If the pulley on the crank is stuck even after u remove the allen bolts whack it with a rubber mallet and see if it comes loose...Or u can use a puller if u have one..


----------



## HagbardCeline (Dec 13, 2009)

*Re: Crankshaft Pulley Bolt Stuck (TheMajic86GTI)*


_Quote, originally posted by *TheMajic86GTI* »_If the pulley on the crank is stuck even after u remove the allen bolts whack it with a rubber mallet and see if it comes loose...Or u can use a puller if u have one..

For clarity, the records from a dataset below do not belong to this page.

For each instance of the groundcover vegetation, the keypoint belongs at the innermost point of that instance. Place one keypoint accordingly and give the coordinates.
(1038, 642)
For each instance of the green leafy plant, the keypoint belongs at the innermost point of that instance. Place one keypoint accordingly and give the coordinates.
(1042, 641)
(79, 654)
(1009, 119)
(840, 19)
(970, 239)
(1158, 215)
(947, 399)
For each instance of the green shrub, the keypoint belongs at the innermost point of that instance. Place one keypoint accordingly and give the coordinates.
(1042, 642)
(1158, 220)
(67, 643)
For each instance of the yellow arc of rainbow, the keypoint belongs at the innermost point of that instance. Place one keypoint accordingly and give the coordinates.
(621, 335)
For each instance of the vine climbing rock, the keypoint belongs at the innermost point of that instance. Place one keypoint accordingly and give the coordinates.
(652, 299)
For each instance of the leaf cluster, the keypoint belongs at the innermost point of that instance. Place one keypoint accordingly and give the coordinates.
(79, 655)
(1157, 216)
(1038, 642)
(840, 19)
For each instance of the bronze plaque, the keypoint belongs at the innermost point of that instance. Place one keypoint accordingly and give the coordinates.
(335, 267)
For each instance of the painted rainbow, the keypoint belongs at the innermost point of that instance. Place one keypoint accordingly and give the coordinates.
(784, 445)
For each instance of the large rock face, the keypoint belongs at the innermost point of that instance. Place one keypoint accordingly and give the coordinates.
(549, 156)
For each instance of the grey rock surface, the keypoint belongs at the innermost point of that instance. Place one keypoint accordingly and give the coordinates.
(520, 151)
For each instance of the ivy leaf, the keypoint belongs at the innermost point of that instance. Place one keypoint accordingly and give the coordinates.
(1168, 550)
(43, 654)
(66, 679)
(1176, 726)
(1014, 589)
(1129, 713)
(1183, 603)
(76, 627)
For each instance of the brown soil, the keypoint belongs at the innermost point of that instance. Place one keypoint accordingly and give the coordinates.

OK, thanks, exactly the info I needed. If I don't need to get that bolt out I'm happy, and things look better already =P I'll give it a go this weekend.


----------



## ABA Scirocco (May 30, 2001)

*Re: Crankshaft Pulley Bolt Stuck (HagbardCeline)*


_Quote, originally posted by *HagbardCeline* »_
OK, thanks, exactly the info I needed. If I don't need to get that bolt out I'm happy, and things look better already =P I'll give it a go this weekend.

TheMajic86GTI is correct, if all you want to do is remove the pulley, that bolt does not need to come out. Time and corrosion can make the pulley stick to the sprocket underneath VERY firmly, so much so, you'd swear that the bolt has to come off.


----------



## HagbardCeline (Dec 13, 2009)

*Re: Crankshaft Pulley Bolt Stuck (ABA Scirocco)*


_Quote, originally posted by *ABA Scirocco* »_
TheMajic86GTI is correct, if all you want to do is remove the pulley, that bolt does not need to come out. Time and corrosion can make the pulley stick to the sprocket underneath VERY firmly, so much so, you'd swear that the bolt has to come off.

Haha yup. That sucker seems like its welded on FFS.


----------



## HagbardCeline (Dec 13, 2009)

*Re: Crankshaft Pulley Bolt Stuck (HagbardCeline)*

Woot! Thanks for the sound advice, the pulleys are off, now time to shim it all up.










_Modified by HagbardCeline at 9:11 PM 1-14-2010_


----------



## RABIDRABBIT1983 (May 13, 2003)

*Re: Crankshaft Pulley Bolt Stuck (HagbardCeline)*

you replied with what you were trying to achieve right before I posted. Glad the tex got you sorted! http://****************.com/smile/emthup.gif 
i need to find a non ac 8 V crank pulley myself...........


----------



## HagbardCeline (Dec 13, 2009)

*Re: Crankshaft Pulley Bolt Stuck (RABIDRABBIT1983)*

Got it all sorted out last night, for the most part. So, for the edification of anyone who may be reading this thread in the future, here is what I had to do to make it work after deleting the PS pump. 
1a. Procure some PB Blaster! and a set of Alden Drill-Out bolt extractors.
1b. Get a new "bowl-shaped" water pump pulley
2. Shim Alternator pulley out to meet the WP pulley (7/32" ish) and use threadlock on the nut
3. Remove both stock crank pulleys, use only the inner pulley, which needed o be shimmed out approximately 9/32", which I accomplished by running the mounting bolts through some oversized nuts between the back of the pulley and the timing belt cog.
4. 11mm x 955mm belt seems to be correct fit.


----------